A predictive data mining approach for microstructure optimization

We ask and seek answers for these questions: can we identify the microstructure that is theoretically predicted to yield a desired property demanded by a selected application? What if what’s demanded is a combination of multiple properties? What if there’re more than one microstructure that yield the same property? Can we identify the complete space (or as much of it as possible) of them? Traditionally, we search (by means of global optimization), but it’s slow and incompetent in a lot of ways. Now, how can modern data mining facilitate this process?

This data mining based approach improves on the traditional search-based scheme by inserting three additional steps: random data generation, search path refinement and search space reduction. The last two steps can be processed in parallel to save the learning time.

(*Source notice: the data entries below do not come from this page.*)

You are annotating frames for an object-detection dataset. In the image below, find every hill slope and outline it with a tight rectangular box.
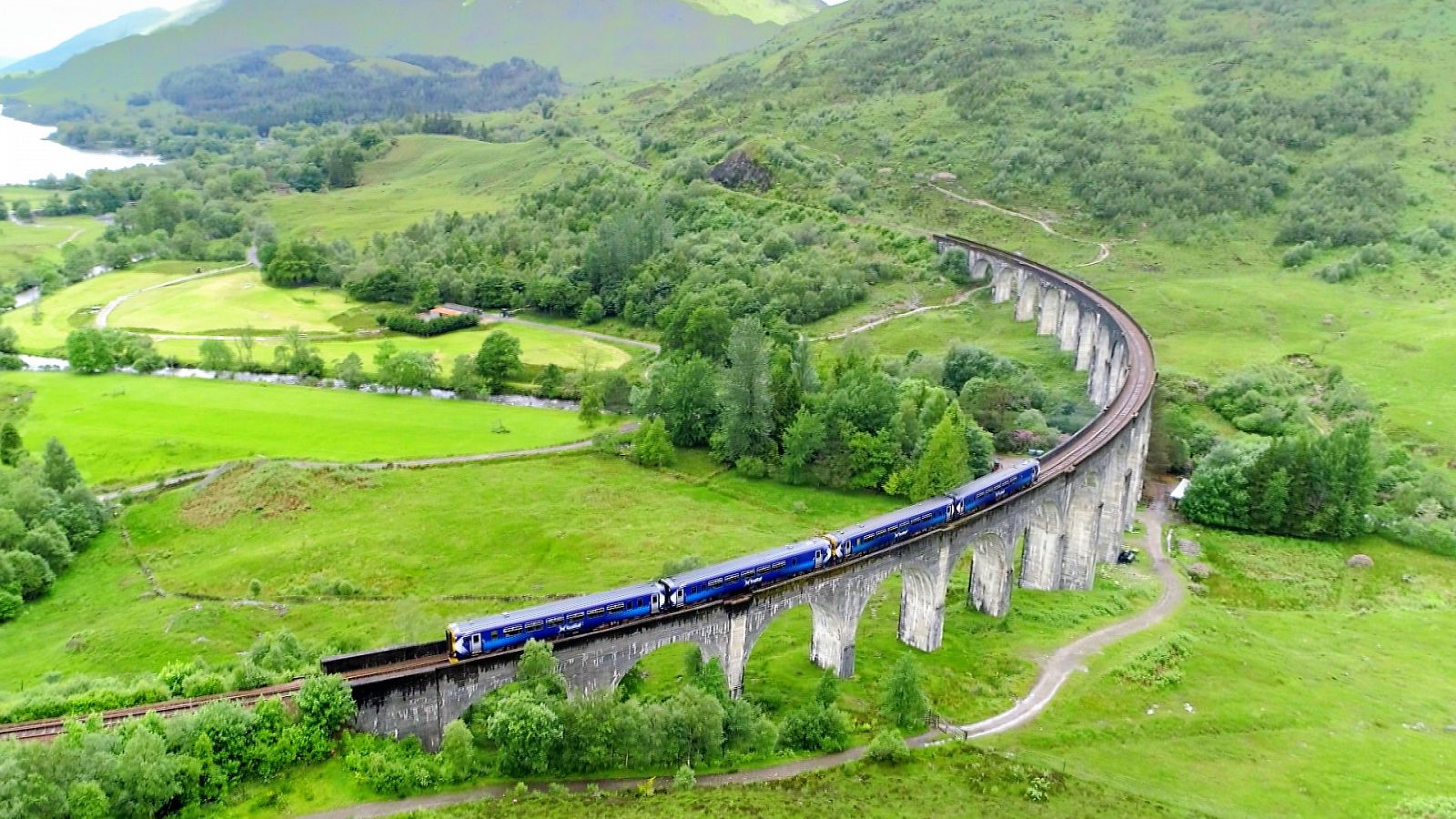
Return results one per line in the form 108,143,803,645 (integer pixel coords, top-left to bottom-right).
582,0,1456,451
8,0,808,102
5,9,170,73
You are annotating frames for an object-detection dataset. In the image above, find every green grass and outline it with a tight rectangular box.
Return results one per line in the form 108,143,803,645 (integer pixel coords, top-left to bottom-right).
995,529,1456,816
0,261,224,353
0,449,894,688
268,49,332,73
0,373,590,484
0,211,106,283
157,324,631,375
109,271,364,335
268,134,587,242
217,744,1184,819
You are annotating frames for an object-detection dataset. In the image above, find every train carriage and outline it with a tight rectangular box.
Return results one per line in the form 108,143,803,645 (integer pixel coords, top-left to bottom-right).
949,459,1039,518
446,583,664,660
662,538,834,606
825,495,952,560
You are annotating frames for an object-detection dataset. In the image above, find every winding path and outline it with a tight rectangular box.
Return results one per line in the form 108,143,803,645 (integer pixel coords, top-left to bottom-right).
926,182,1112,267
295,499,1185,819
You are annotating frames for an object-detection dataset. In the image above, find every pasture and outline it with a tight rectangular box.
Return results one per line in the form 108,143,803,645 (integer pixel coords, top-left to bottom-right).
267,134,582,242
107,269,374,335
0,451,893,688
0,214,106,284
0,373,592,485
992,528,1456,816
0,261,217,353
157,324,632,375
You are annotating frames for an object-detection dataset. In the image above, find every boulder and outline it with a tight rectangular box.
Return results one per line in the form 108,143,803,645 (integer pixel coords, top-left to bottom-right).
708,150,774,191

The application problem involves design of magnetoelastic Fe-Ga alloy microstructure for enhanced elastic, plastic and magnetostrictive properties. While theoretical models for computing properties given the microstructure are known for this alloy, inversion of these relationships to obtain microstructures that lead to desired properties is challenging. The challenges are primarily due to the high dimensionality of microstructure space, complexity of the constraints and non-uniqueness of solutions. These challenges render traditional search-based optimization methods incompetent in terms of both searching efficiency and accuracy.

We experiment with five polycrystalline alloy design problems each with a different property to optimize. The properties are either a singular or a composite of the following: Young modulus (E), Yield strength (Y) and magnetostrictive strain (ms).